Por ejemplo, según El
Tribuno del Pueblo del 1ro. de enero de 1790, “La opinión pública es la
clase de ley por la que todo individuo puede ser el ministro” (citado en Pierre
Rosanvallon, La contrademocracia, p.
53). Asimismo, el Club des cordeliers
anunciaba que uno de sus principales objetivos era el de “denunciar al tribunal
de la opinión pública los abusos de los distintos poderes y todo tipo de ataque
contra los derechos del hombre” (op. cit., p. 56). Es más, Marat, como periodista, llega a decirles a
los representantes de la Comuna de París: “Soy el ojo del pueblo, ustedes en el
mejor de los casos son el dedo meñique”, como si un periodista pudiera ejercer
un poder de control de tipo democrático.
Sin embargo, uno de los tantos logros del discurso
kirchnerista ha sido el de poner sobre el tapete la noción misma de opinión
pública y su función de control sobre la democracia.

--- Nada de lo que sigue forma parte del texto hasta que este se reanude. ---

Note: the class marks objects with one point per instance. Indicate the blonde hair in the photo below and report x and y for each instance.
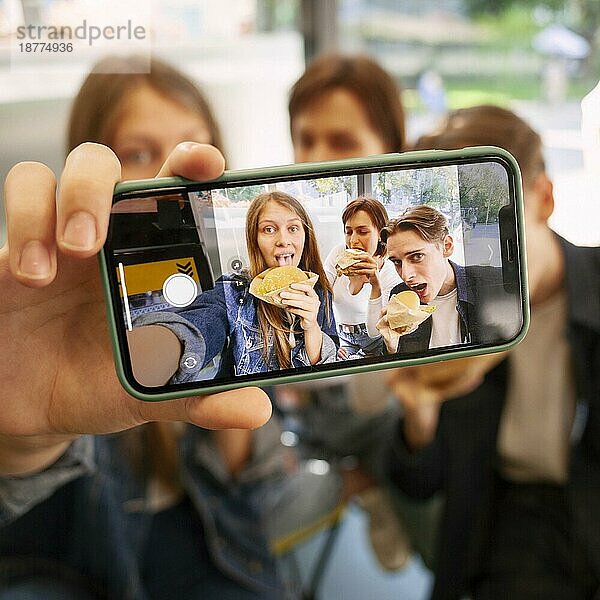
(97, 108)
(367, 81)
(489, 125)
(271, 319)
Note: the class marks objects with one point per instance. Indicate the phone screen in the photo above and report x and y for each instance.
(317, 272)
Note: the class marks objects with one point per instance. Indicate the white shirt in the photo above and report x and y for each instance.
(533, 441)
(352, 309)
(445, 324)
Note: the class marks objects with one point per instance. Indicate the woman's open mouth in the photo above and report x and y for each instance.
(284, 259)
(420, 289)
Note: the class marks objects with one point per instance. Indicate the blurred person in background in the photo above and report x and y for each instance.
(516, 449)
(161, 510)
(347, 106)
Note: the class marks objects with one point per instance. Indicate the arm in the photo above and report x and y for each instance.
(189, 339)
(53, 323)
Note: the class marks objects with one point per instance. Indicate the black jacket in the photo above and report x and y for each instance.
(462, 459)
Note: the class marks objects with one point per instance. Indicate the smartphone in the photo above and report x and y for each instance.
(191, 261)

Ciertamente, el
kirchnerismo no ha sido completamente original al respecto, sino que ha tomado prestada una hoja del libro cesarista-bonapartista. En efecto, para el cesarismo el pueblo no necesita de
garantías contra el poder dado que el cesarismo emana del pueblo mismo. ¿Para
qué controlar cuando no hay nada que controlar? Tal como lo ha constatado recientemente
Hernán Brienza (citando de hecho la obra de Rosanvallon), el pueblo argentino
no desconfía de su gobierno (click). Solamente a un jacobino se le pudo haber ocurrido
que el pueblo tiene que controlar al gobierno.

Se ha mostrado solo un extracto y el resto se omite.